The research garden: finding your way through the undergrowth and having the courage to try

The walls are too high to see over. Criss-crossed with ivy, which tugs at the rustic bricks, it’s hard to even see where there might be a crack which allows the light through. But I know that within lies a garden. Extending my hand, I walk around the perimeter with the plants brushing my palm.

A disturbance in the foliage up ahead foreshadows a change of form, as the shape of an opening, set back and partly obscured by green creepers appears. It is a door. Its wooden struts are gnarled and ancient; its fixings rusty, but secure. It hangs on its oversized hinges, on which flecks of coloured paint are still visible, though the hinge has now become worn with use. In my pocket, my fingers trace the shape of a key. It is large and ornate; twisted metal spirals the handle. Uncertain, I trace its form again and ponder if it will fit the lock. Biting my lip, I decide to try.

Dr Anthony Anderson
Research Assistant in Music Education

Old garden gate to a walled garden surrounded by plants and leaves

Standing at the door of my pilot project application felt a little like this. I knew that my research experience was rather on the modest side and having the courage to apply was a challenging internal dialogue. In many ways this did feel like trying to discover the handle of an obscured portal and remaining uncertain whether the key I held would open that seemingly austere door.

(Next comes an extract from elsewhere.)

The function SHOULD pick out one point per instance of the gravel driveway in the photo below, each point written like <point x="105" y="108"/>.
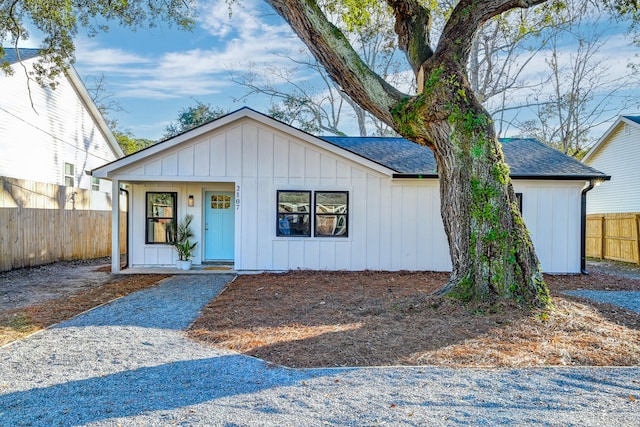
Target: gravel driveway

I am glad that I decided to try.

Just like that wall in my imagination, education has been likened to a secret garden (Pitts, 2002), and within that, more specifically the curriculum itself has more often been described in this way (Eccles, 1960; Swanwick, 1992). Thinking about what this might mean, and especially the impact this idea might have in music education and in the lives of young people, was the true motivation for forming my research project proposal. I have a strong desire to know more and to understand my field, or garden, even better. Making the distinction between pure and applied research is important for music education (Savage, 2013), where music-making is always linked to musical learning. Motivated by the aspiration that research in education is most powerful when it is connected to practice, I want to continue to push back the foliage, to reveal the details of enacted music curricula that are hidden, or at least partially concealed.

Pictures on paper, as well as images in the mind’s eye can be helpful in representing conceptual ideas in research, and this was my starting point. Coming before a research timeline, or any kind of meaningful plan, I sketched my own positionality, my starting points, and how I would seek to allow my research to find a voice. My methodological frameworks thereby began to grow, and thinking about the manner in which these may be submerged or reflected in watery combination with findings as they emerge, really helped to give my proposal some kind of consistency. Drawing the discussion together will mean multiple things for me, when I reach that stage.

How schools conceptualise and think about curriculum design matters. Understanding impacts that whole-school or whole academy chain models have on curriculum as it is received, not only perceived (Kelly, 2009) is really important, especially for music, where musical knowledge is about more than a body of inert information. So, building on from my PhD, I’ll be looking at Key Stage 3 Music and how it is impacted by school leader level decisions about curriculum structures. I don’t know what I’ll find. But I do know it will have the potential to impact the important work of classroom music teachers, their line managers, and the entitlement young people have to music in their schools. It has already been worth taking a deep breath to have the courage to try the key of my bid in the research door of pilot project funding.

***

The door swings open. Blinking, I take in the view. It is very different to what I had expected. The door opens not into a garden, but onto a wide open plain. I don’t know what direction I will go in, or where my research will take me. I look around to find my bearings. It’s time to start tracing out a path.

 

References:

Eccles, D. (1960). Hansard: House of Commons Debates 21st March, col. 51 – 52.

Kelly, A. (2009). The Curriculum: theory and practice, 6th edition. London: Sage.

Pitts, S. (2002).  Finding the future in the past: historical perspectives on music education.  IN Teaching Music in Secondary Schools: a reader. Edited by Spruce, G.  London: RoutledgeFalmer

Savage, J. (2013).  The Guided Reader to Teaching and Learning Music.  Abingdon: Routledge.

Swanwick, K (1992).  Music education before the national curriculum. The London File.  London: University of London, Institute of Education and Tufnell Press.